ここに来てついに男気を見せたようだ。
1月19日放送のNHK連続テレビ小説「舞いあがれ!」第75回では、部品工場の株式会社IWAKURAで社長を務める岩倉めぐみ(永作博美)が、会社の売却を報告。その売却先はなんと、長男の悠人(横山裕)だった。翌20日の放送ではめぐみが悠人のもとを訪れ、「工場を買い取ることでIWAKURAに投資してほしい」と依頼する場面も描かれていた。
投資家として成功している悠人はかつて、ビジネスとしての視点からIWAKURAにさしたる未来はないと判断。妹でヒロインの舞(福原遥)から会社への投資を頼まれるも、にべなく断っていた。それが今回は会社買収を決断したのだが、そこにはどんな変化があったのだろうか?
1月17日放送の第73回で悠人は自ら実家に足を運び、会社の清算を提案。跡地にマンションを建てれば信用金庫からの借金が返済できるうえに、めぐみは家賃収入で生活できると持ち掛けていた。しかも初期投資は自分が出すというのである。

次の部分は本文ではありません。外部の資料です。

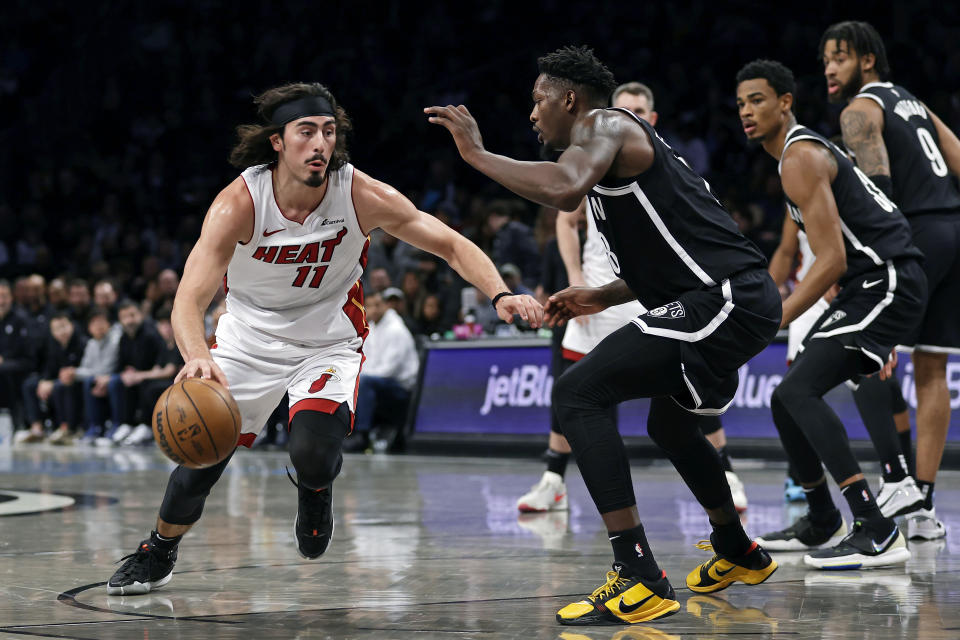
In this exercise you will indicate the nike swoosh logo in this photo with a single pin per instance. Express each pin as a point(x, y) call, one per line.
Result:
point(630, 608)
point(879, 547)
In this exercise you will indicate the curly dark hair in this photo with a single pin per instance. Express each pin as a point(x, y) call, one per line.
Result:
point(578, 66)
point(254, 145)
point(777, 74)
point(862, 38)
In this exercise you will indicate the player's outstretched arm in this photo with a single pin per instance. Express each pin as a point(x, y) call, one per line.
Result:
point(380, 205)
point(562, 184)
point(949, 144)
point(228, 221)
point(573, 302)
point(781, 262)
point(806, 172)
point(861, 124)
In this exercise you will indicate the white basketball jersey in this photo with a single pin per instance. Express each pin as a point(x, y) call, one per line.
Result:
point(300, 283)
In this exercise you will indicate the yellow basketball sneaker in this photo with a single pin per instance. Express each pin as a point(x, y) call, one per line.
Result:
point(623, 600)
point(721, 571)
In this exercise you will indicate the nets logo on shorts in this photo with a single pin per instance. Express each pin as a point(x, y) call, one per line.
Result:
point(330, 373)
point(672, 310)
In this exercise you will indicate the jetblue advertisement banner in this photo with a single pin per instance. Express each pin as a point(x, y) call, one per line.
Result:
point(506, 389)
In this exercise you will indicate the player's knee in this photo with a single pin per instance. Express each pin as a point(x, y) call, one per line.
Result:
point(316, 443)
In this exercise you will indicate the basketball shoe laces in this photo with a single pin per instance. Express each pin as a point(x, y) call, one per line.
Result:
point(144, 559)
point(614, 582)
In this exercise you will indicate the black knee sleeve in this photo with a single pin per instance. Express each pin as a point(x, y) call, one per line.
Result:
point(316, 443)
point(187, 491)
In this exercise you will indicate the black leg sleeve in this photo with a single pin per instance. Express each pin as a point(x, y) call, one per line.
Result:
point(316, 445)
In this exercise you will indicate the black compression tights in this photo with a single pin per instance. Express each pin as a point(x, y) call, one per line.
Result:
point(809, 429)
point(316, 441)
point(630, 364)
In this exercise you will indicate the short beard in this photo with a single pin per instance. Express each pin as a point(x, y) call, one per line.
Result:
point(315, 179)
point(850, 89)
point(549, 154)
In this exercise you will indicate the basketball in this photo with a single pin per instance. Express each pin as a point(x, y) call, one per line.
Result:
point(196, 423)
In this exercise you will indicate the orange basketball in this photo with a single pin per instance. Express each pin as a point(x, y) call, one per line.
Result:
point(196, 423)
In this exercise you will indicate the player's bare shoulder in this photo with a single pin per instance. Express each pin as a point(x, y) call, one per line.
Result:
point(231, 216)
point(376, 202)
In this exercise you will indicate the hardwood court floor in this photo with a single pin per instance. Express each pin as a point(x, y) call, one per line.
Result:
point(425, 547)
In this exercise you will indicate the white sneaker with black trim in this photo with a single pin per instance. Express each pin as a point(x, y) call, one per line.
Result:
point(897, 498)
point(550, 494)
point(922, 524)
point(860, 550)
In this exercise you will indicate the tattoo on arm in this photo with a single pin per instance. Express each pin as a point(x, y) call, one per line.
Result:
point(864, 138)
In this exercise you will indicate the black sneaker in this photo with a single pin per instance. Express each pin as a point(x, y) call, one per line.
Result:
point(314, 524)
point(148, 569)
point(804, 534)
point(864, 547)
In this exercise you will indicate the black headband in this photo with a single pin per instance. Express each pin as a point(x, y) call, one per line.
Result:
point(300, 108)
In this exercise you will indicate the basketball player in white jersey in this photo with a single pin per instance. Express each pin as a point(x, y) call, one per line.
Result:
point(291, 236)
point(593, 269)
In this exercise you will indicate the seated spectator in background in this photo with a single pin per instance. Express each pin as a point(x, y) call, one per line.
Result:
point(57, 296)
point(137, 354)
point(428, 318)
point(155, 381)
point(105, 297)
point(78, 295)
point(16, 352)
point(98, 364)
point(45, 391)
point(513, 242)
point(388, 375)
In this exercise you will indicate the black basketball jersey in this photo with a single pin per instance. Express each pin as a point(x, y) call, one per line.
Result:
point(921, 179)
point(664, 230)
point(874, 229)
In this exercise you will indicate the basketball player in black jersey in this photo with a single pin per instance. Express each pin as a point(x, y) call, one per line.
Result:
point(862, 241)
point(913, 157)
point(712, 307)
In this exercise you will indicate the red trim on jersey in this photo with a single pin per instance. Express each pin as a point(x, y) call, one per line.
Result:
point(252, 204)
point(363, 253)
point(326, 186)
point(353, 307)
point(323, 405)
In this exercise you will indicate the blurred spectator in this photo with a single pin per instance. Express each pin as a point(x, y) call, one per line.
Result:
point(16, 354)
point(45, 392)
point(105, 297)
point(388, 375)
point(78, 296)
point(98, 364)
point(428, 319)
point(155, 381)
point(138, 356)
point(513, 242)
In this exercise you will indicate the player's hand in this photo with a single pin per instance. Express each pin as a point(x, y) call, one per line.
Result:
point(890, 367)
point(523, 305)
point(461, 125)
point(573, 302)
point(202, 368)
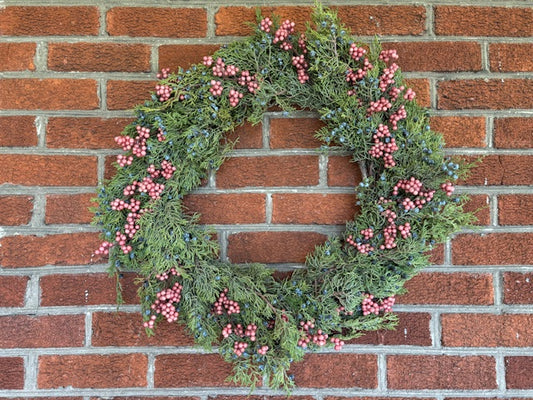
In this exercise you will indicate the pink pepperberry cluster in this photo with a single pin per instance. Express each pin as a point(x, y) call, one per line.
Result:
point(223, 304)
point(448, 188)
point(283, 33)
point(371, 306)
point(384, 146)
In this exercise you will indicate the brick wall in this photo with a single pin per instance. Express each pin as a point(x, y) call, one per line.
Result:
point(69, 73)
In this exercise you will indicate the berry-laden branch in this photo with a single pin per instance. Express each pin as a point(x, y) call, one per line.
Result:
point(406, 198)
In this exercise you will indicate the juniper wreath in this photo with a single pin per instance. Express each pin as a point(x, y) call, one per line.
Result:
point(259, 323)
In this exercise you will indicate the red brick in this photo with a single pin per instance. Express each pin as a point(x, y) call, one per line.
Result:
point(92, 371)
point(501, 170)
point(63, 249)
point(268, 171)
point(124, 95)
point(511, 57)
point(49, 94)
point(412, 330)
point(183, 55)
point(69, 208)
point(161, 22)
point(246, 136)
point(362, 20)
point(449, 288)
point(15, 210)
point(55, 170)
point(421, 88)
point(441, 372)
point(84, 132)
point(242, 208)
point(342, 171)
point(516, 375)
point(294, 132)
point(12, 290)
point(27, 331)
point(336, 370)
point(515, 209)
point(17, 131)
point(191, 370)
point(299, 208)
point(106, 57)
point(86, 289)
point(125, 329)
point(518, 288)
point(17, 56)
point(11, 373)
point(445, 56)
point(483, 21)
point(497, 94)
point(513, 133)
point(487, 330)
point(44, 21)
point(493, 249)
point(461, 131)
point(272, 247)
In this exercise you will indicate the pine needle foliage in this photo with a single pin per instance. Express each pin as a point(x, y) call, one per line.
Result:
point(187, 131)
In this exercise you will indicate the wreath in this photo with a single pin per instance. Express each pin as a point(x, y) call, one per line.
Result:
point(260, 323)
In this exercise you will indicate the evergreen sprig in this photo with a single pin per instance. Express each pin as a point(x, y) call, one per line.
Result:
point(406, 201)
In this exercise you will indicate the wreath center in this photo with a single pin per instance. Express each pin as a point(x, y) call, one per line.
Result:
point(348, 286)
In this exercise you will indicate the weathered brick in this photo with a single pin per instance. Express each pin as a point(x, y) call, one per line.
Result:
point(445, 56)
point(17, 131)
point(515, 209)
point(518, 288)
point(461, 131)
point(124, 95)
point(17, 56)
point(106, 57)
point(492, 249)
point(69, 208)
point(483, 21)
point(28, 331)
point(62, 249)
point(11, 373)
point(336, 370)
point(241, 208)
point(15, 210)
point(183, 55)
point(412, 330)
point(449, 288)
point(44, 21)
point(86, 289)
point(511, 57)
point(441, 372)
point(272, 247)
point(191, 370)
point(125, 329)
point(294, 133)
point(268, 171)
point(342, 171)
point(497, 94)
point(84, 132)
point(300, 208)
point(12, 290)
point(92, 371)
point(48, 94)
point(160, 22)
point(513, 133)
point(515, 372)
point(487, 330)
point(53, 170)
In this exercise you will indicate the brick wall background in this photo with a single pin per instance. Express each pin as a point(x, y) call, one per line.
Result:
point(70, 70)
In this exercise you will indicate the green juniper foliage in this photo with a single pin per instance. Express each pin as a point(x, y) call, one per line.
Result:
point(258, 323)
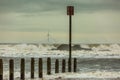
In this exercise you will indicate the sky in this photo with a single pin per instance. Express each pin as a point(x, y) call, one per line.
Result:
point(29, 21)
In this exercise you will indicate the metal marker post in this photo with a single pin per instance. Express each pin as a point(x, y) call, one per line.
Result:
point(70, 12)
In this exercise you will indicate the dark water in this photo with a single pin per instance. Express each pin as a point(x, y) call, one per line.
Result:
point(83, 65)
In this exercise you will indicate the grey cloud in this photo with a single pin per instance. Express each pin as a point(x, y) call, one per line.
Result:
point(33, 6)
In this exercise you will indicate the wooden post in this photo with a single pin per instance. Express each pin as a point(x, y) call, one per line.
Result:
point(22, 69)
point(75, 64)
point(11, 68)
point(57, 66)
point(63, 65)
point(40, 68)
point(32, 68)
point(69, 65)
point(48, 65)
point(1, 69)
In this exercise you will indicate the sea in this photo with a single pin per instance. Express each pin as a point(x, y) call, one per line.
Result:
point(93, 60)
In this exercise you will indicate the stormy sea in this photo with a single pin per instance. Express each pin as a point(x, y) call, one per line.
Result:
point(94, 61)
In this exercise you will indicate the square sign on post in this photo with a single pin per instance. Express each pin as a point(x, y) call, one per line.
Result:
point(70, 10)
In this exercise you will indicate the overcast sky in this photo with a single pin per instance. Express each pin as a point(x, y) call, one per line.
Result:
point(24, 21)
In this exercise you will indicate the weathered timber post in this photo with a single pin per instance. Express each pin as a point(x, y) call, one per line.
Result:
point(75, 65)
point(57, 66)
point(70, 12)
point(22, 75)
point(32, 68)
point(11, 69)
point(1, 69)
point(40, 68)
point(63, 65)
point(48, 65)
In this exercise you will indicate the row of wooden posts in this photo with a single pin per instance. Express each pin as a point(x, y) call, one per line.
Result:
point(40, 67)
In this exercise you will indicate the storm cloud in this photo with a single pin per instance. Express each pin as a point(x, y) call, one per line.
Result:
point(34, 6)
point(94, 20)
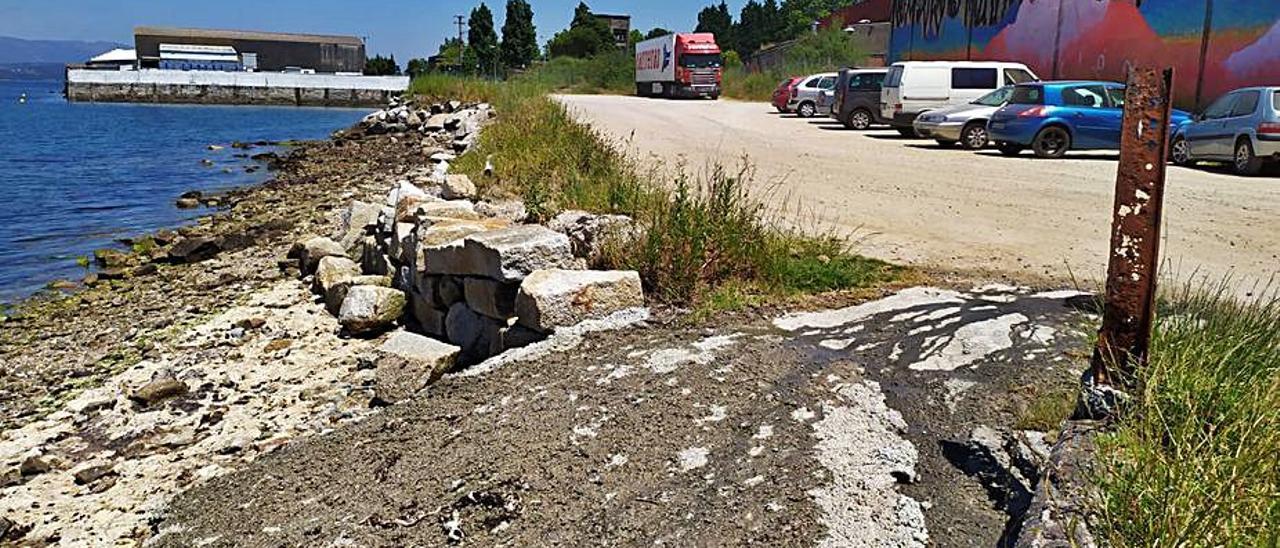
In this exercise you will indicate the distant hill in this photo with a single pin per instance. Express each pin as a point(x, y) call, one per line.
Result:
point(58, 51)
point(32, 71)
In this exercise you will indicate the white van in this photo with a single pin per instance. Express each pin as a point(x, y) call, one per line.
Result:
point(914, 87)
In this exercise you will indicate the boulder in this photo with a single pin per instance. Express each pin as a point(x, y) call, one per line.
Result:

「その提案は断っていためぐみですが、自分から悠人に相談を持ち掛け、会社を丸ごと悠人に買ってもらう話を付けました。新たなプランでは買収先の悠人に家賃を払うことで、会社を続けられるという算段です。ただ作中では明示されていなかったものの、このプランは結果的に、悠人によるIWAKURA救済策であることは明らかでしょう」(週刊誌記者)
めぐみは社員に対し、土地と工場を売れば借金をすべて返せる上に、運転資金にも充てられると説明。今まで通り、この工場でねじを作り続けられるという。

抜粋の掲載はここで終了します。